The appointment of an oboe teacher, one Lodovico Erdmann, at the Conservatorio dell’Ospedale della Pietà in 1706 was followed by the gradual introduction of other instruments: the clarinet came in 1716, the transverse flute in 1728 and the horn in 1747. One is struck by the relative unpopularity of brass instruments – perhaps they were felt to be unseemly for girls to play. For the music school of the Ospedale only taught girls – orphans, illegitimate or abandoned children, or children whose parents were unable to look after them. Antonio Vivaldi joined the teaching staff of the Ospedale della Pietà in 1704: the composer, who had taken sacred orders the year before, is entered in the institution’s salary lists as “Maestro di Violino di Choro”. We know from a variety of sources that he also acted as “Maestro de’ Concerti”. One of Vivaldi’s duties at the Ospedale was the purchase of new instruments, and it goes without saying that he paid attention to quality. For he either led the orchestra as first violin or conducted it, both in public and in internal concerts, as well as contributing his own compositions to the programme. In other words, the keen experimenter Vivaldi had his “musical laboratory” on his own doorstep, as it were. After 1717, it is true, he was more loosely connected to the Ospedale than hitherto, and his various travels took him away from Venice for prolonged periods: but he remained Maestro there till his death in 1741.

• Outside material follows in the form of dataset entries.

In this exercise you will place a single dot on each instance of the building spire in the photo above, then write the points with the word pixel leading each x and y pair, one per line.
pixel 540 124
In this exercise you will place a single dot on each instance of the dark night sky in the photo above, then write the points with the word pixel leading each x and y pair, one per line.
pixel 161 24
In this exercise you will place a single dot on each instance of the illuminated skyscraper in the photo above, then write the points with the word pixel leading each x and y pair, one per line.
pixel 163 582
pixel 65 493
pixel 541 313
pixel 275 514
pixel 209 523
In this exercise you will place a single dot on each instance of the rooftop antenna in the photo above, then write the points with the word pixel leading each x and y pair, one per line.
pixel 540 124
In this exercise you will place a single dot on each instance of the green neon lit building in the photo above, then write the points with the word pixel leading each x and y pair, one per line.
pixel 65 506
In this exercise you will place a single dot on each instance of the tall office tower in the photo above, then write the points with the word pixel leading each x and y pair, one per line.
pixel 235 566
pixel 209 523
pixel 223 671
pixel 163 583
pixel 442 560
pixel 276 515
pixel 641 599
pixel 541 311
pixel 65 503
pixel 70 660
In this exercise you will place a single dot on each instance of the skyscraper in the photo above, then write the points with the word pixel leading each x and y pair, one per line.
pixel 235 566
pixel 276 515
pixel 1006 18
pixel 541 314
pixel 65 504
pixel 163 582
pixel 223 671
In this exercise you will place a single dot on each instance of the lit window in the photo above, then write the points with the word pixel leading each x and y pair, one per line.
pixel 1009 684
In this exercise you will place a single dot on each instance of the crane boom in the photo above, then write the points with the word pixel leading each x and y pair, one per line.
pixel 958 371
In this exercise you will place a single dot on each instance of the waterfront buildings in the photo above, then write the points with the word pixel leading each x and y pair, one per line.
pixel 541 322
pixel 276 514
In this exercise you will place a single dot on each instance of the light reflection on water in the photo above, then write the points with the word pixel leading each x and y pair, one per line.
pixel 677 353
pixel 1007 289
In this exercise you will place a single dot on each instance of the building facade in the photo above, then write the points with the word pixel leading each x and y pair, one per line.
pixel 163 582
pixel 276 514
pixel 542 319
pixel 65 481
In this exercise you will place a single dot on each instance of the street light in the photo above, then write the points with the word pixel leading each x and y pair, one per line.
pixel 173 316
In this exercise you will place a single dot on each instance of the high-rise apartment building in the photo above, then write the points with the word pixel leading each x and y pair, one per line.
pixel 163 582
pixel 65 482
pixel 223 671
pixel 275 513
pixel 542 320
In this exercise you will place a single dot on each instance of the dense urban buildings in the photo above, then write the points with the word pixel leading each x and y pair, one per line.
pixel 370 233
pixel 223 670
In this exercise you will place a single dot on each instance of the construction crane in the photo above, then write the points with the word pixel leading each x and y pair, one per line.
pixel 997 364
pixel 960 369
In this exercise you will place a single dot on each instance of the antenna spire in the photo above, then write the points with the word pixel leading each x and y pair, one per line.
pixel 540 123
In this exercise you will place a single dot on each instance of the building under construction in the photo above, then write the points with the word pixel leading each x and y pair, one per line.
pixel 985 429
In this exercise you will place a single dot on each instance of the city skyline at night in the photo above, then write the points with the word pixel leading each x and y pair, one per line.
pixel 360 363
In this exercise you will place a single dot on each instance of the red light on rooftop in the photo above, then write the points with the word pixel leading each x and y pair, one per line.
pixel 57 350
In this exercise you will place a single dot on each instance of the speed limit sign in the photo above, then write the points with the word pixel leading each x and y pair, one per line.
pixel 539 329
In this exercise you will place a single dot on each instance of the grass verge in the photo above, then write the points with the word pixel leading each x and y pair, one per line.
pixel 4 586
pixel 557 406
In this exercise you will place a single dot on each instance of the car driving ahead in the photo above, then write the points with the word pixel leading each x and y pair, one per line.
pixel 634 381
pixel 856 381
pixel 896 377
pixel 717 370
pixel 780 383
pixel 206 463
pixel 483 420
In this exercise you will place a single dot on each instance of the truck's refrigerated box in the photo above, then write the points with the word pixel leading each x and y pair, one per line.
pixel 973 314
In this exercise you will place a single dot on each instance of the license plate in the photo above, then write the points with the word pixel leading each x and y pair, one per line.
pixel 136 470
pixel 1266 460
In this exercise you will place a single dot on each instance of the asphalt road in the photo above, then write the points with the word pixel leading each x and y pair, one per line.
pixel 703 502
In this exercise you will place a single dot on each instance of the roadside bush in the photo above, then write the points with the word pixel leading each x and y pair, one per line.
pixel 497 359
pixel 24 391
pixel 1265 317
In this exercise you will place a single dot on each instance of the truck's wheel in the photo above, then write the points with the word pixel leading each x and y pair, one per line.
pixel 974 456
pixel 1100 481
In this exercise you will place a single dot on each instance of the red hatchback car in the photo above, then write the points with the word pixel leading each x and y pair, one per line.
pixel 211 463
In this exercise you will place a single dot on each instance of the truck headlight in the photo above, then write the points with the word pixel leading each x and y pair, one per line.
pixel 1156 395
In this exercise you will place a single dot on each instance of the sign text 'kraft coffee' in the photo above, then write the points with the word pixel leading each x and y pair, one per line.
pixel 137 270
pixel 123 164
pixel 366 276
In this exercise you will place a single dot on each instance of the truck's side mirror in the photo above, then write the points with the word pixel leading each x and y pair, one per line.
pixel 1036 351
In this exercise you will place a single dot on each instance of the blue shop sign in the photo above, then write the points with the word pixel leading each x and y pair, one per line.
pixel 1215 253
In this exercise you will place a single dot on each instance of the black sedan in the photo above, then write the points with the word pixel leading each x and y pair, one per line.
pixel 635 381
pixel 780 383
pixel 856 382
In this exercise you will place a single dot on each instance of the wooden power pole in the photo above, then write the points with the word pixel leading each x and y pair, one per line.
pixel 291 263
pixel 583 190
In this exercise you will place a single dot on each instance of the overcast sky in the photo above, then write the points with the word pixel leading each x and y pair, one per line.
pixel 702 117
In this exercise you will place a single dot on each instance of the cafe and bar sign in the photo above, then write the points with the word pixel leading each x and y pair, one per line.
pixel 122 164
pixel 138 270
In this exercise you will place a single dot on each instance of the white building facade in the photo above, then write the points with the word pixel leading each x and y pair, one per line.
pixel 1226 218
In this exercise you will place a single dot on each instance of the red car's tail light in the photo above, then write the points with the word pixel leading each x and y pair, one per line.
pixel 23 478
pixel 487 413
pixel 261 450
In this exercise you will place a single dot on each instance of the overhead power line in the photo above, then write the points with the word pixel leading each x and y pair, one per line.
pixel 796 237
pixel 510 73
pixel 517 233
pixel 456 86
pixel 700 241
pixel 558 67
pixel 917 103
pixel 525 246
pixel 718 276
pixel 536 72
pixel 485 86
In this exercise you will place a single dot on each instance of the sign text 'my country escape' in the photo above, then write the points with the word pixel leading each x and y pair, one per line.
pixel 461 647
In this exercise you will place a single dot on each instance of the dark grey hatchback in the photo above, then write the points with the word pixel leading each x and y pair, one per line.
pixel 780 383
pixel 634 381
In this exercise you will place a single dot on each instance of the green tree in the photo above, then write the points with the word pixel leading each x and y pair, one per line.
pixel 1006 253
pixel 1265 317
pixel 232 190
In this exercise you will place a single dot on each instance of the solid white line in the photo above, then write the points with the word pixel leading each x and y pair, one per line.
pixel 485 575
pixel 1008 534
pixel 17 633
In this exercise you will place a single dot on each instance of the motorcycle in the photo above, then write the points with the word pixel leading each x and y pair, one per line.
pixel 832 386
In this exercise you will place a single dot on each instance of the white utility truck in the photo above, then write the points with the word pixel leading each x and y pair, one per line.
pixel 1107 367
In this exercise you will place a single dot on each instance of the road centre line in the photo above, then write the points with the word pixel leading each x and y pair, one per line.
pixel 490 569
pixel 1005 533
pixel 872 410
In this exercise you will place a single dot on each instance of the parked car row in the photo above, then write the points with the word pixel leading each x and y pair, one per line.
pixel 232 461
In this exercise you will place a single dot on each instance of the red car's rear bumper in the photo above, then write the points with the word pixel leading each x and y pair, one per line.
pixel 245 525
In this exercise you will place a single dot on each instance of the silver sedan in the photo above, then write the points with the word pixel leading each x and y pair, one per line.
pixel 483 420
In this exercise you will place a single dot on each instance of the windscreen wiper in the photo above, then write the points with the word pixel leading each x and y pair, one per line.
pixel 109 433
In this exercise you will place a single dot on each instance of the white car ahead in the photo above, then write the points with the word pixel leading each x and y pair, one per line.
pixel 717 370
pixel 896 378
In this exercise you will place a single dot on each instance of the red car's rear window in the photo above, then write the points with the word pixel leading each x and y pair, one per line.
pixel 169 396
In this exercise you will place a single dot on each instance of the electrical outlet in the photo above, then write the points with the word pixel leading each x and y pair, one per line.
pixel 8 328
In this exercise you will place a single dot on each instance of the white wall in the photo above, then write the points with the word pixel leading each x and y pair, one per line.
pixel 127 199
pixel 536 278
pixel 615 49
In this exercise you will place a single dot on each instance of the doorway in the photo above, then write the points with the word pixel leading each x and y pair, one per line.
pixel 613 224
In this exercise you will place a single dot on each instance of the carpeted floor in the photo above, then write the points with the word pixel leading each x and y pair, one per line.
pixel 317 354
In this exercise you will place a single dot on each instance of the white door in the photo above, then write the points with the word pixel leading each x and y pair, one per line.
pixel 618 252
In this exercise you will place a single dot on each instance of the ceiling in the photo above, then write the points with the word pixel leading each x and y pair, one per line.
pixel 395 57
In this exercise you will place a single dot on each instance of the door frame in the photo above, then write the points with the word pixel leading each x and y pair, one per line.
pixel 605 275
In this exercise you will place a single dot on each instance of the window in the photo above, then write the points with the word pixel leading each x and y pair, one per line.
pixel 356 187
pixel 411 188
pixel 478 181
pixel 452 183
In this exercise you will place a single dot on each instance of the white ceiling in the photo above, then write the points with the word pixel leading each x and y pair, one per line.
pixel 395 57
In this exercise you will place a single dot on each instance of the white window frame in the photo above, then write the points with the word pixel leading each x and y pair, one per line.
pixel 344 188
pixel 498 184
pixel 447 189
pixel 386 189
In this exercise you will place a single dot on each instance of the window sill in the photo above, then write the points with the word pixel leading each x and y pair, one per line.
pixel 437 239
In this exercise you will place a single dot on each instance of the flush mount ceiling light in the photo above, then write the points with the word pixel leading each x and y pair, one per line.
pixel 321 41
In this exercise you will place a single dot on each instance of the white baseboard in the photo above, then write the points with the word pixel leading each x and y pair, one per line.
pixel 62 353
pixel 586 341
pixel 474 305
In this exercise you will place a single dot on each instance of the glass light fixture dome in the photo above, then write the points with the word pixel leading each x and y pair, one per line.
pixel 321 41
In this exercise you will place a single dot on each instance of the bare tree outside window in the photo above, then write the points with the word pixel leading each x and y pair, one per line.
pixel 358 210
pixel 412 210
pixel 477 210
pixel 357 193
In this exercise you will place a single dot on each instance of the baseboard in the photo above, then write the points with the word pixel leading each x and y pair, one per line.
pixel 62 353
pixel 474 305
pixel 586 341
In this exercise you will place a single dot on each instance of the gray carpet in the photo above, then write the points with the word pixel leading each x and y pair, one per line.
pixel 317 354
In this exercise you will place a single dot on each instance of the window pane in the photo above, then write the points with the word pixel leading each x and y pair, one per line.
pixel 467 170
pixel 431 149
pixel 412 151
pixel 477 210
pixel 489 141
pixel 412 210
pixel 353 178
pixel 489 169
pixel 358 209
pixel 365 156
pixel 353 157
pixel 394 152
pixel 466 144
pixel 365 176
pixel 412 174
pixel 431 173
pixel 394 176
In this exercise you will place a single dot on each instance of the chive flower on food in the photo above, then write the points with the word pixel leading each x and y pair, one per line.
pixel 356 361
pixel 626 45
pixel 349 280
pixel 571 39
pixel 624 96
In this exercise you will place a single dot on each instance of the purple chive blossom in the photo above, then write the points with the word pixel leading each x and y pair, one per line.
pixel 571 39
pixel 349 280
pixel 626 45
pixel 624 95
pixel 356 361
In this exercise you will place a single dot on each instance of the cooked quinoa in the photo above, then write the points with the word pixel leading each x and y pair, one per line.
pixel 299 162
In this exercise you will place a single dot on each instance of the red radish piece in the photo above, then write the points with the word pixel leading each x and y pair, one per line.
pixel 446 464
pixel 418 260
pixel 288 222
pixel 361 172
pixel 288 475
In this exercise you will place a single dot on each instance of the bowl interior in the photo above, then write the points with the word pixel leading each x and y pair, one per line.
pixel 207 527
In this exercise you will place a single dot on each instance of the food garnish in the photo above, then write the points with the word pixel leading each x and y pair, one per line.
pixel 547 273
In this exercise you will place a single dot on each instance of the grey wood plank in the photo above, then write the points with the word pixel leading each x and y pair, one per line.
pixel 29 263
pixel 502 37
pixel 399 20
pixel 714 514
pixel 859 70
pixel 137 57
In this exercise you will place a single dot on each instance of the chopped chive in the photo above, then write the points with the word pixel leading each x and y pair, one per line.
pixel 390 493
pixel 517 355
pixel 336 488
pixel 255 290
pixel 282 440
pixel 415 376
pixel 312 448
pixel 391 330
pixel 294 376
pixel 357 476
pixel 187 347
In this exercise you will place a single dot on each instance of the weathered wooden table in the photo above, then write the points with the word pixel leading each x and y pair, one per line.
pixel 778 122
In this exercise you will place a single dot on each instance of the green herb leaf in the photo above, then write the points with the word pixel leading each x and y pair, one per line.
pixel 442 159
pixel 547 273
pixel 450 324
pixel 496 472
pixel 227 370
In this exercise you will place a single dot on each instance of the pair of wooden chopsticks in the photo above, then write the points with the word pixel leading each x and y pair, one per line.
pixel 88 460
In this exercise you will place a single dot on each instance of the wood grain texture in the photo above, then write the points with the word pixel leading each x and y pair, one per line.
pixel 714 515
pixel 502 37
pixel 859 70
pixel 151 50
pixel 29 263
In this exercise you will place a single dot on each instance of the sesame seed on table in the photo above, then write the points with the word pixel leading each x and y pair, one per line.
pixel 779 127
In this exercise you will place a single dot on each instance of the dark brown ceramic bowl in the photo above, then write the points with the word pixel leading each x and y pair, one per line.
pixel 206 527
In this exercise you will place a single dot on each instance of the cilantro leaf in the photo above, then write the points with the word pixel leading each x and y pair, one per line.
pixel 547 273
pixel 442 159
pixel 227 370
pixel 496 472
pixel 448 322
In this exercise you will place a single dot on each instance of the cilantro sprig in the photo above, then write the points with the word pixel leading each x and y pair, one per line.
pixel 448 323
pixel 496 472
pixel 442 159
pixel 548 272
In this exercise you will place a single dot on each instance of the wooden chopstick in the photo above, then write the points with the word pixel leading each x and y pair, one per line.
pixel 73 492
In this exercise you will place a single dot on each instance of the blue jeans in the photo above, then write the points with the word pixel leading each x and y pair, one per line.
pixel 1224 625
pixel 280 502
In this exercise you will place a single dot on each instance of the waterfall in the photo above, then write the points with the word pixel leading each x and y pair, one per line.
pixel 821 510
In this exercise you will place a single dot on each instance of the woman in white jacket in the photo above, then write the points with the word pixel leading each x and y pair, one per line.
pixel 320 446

The twelve Suonate da camera a tre op. 1 were printed in Venice in 1705, and are Vivaldi’s earliest surviving works. In accordance with the rules of the trade, Vivaldi presented his “journeyman’s piece” here, declaring his indebtedness to Arcangelo Corelli, whose works he may have come to know through Corelli’s pupil Albinoni, and to the tradition of his predecessors. For Vivaldi was well aware that the layout and design of the movements of his trio sonatas were taken from the chamber music practice customary at the time, even if he does break impetuously with convention now and again. As Corelli had done in his “12 Sonate a Violino e Violone o Cimbalo” of 1700 (his op. 5), Vivaldi likewise brings his op. 1 cycle to a close with a set of variations on the well-known theme La follia, which was much in vogue at the time. Here he had the chance to give his artist’s imagination free rein and to prove that he had a perfect command of the rules of composition. Unlike La follia RV 63, the last of Vivaldi’s op. 1 set, the dates of the five concerti which have survived in manuscript form are not known. And precise dating is made extremely hard by the fact that the composer’s personal style was already fully developed at a very early stage — certainly by the time the op. 2 violin sonatas made their appearance in 1709. Detailed research has yet to be undertaken. But these chamber concerti possess the same features that characterize all the composer’s concerti. Thus we find here as elsewhere expansive melodies with large interval jumps and chromatic idioms taken from folk music; we find the rhythmically concise openings where Vivaldi is fond of following two notes in the stressed part of the bar with a single note in the unstressed part; and we encounter the remarkably progressive harmonics, which are achieved by means of a level of dramatic tension that was unusual before Vivaldi. Vivaldi was frequently accused by contemporaries of placing too much emphasis on the melody and neglecting harmony, the “working through” of the parts. But is it really a disadvantage to satisfy the emotions more than the intellect?